La question qui soulève beaucoup d’interrogations depuis une semaine reste la même : qui a tué Hariri ?

On ne saura peut être jamais y répondre avec certitude. On a le devoir d’essayer de comprendre les tenants et les aboutissants pour ne pas avoir une vue simpliste de la situation.

Ce qui fait l’unanimité des analyses dans le monde arabe c’est la qualité exceptionnelle de Hariri. Les éloges viennent de tout bord, de tous les milieux politiques : démocrates, nationalistes, islamistes...
Dans le monde, c’est exactement la même chose : l’Iran, la France, les Etats-Unis... tous sont sur la même longueur d’onde pour regretter l’ex premier ministre libanais.

C’est pareil au Liban avec une dose d’hypocrisie en plus lorsqu’il s’agit des réactions de la classe politique libanaise : l’opposition maronite, qui traitait Hariri de voleur il y a quelques mois à peine, le présente aujourd’hui comme s’il était membre actif de l’opposition. Les loyalistes pro syriens au pouvoir, qui le traitaient la veille de traître et d’agent israélien, viennent présenter leur condoléances, les larmes aux yeux, aux membres de sa famille...

Une autre unanimité apparaît également au sujet de la responsabilité de l’attentat. La piste d’un kamikaze islamiste est considérée par tout le monde comme peu sérieuse. Ceci a été confirmé par différents éléments matériels publiés dans la presse libanaise : le personnage qui a revendiqué l’attentat ne possédait pas le permis et ne savait pas conduire une voiture. Beaucoup d’analystes parlent d’une charge dissimulée sous la chaussée et non d’une action kamikaze...

Même Zarquaoui qui massacre à tort et à travers en Irak sous prétexte de résistance s’est offusqué de la dite revendication.

Reste les autres pistes, parmi lesquelles se trouvent en bonne place une action menée par les services syriens ou par les services israéliens ; sans vouloir répéter mon opinion première sur la question, je vais commenter dans cet article les réactions dans les milieux intellectuels libanais et arabes et revenir sur l’histoire des relations syro libanaises.

Les avis sont franchement divergents : on peut dire moitié pour une piste, moitié pour l’autre.
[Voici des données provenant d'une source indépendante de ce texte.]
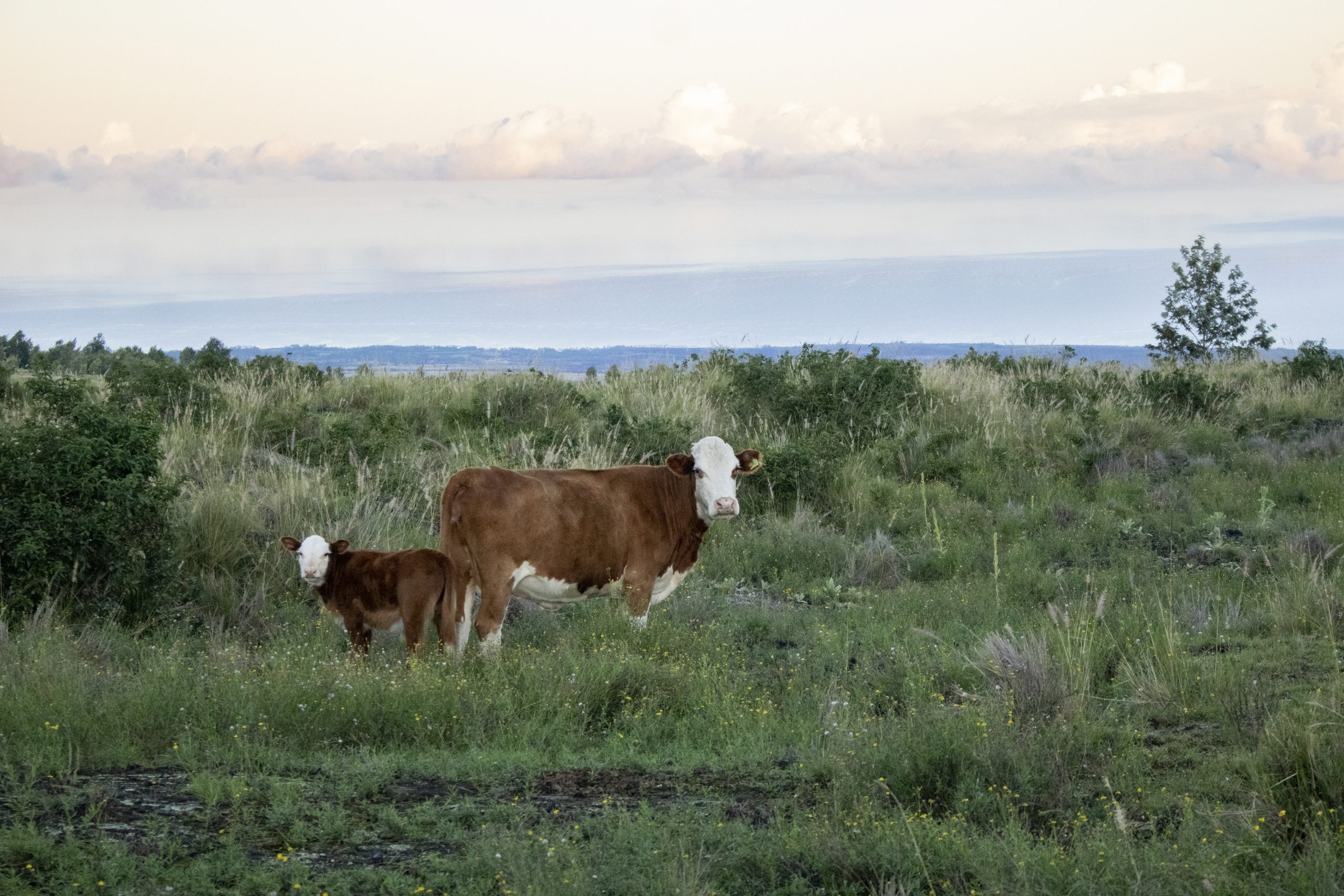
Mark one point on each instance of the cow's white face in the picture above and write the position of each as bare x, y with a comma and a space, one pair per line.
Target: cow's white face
716, 469
313, 556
Souvent les uns et les autres utilisent les mêmes éléments et aboutissent à des conclusions contradictoires.

Dans les milieux des militants démocrates, progressistes et nationalistes, la majorité penche vers la piste israélienne alors qu’il se dégage une minorité qui privilégie la piste syrienne.

Il faut dire que ce sont ces militants qui réclamaient vers la fin des années 60 et le début des 70 l’installation de l’armée syrienne au Liban pour tenir tête aux incursions israéliennes ; dans l’une de ces incursions, 13 avions de la Middle East Airlines et de la TMA (deux compagnies libanaises) ont été détruits à l’aéroport international de Beyrouth fin 1968 ; l’armée libanaise n’a jamais voulu jouer ce rôle et les hommes politiques libanais de l’époque répétaient que la force du Liban est dans sa faiblesse.

Plus tard, en mai 1976, la Syrie est rentrée au Liban à l’appel des autorités légales (avec un président maronite) qui demandaient l’aide du pays voisin face à l’avancée des palestino progressistes (partis de gauche et nationalistes arabes soutenus par la résistance palestinienne). La guerre civile avait déjà commencé en 1975 et des villages chrétiens sont attaqués, étrangement dans les zones proches de la frontière syrienne.

Du point de vue des militants, la Syrie est effectivement le pays qui tient tête au projets américano-israéliens dans le monde arabe depuis des décennies : opposition à la paix séparée de Sadate, soutien aux mouvements palestiniens qui refusent les concessions : d’abord aux groupes d’extrême gauche et ensuite aux islamistes, etc...

D’autre part, un regard attentif sur la géopolitique de la situation proche orientale laisse l’observateur incrédule par rapport à la piste syrienne.
En effet, depuis toujours, la politique des Etats Unis dans la région est exclusivement dictée par les intérêts d’Israël ; par exemple la destruction du potentiel nucléaire et militaire irakien dans la première guerre contre ce pays en 1991 ; ensuite la destruction et le morcellement du pays lors de la nouvelle guerre commencé en 2003 sous prétexte de lutte contre les armes de destruction massive.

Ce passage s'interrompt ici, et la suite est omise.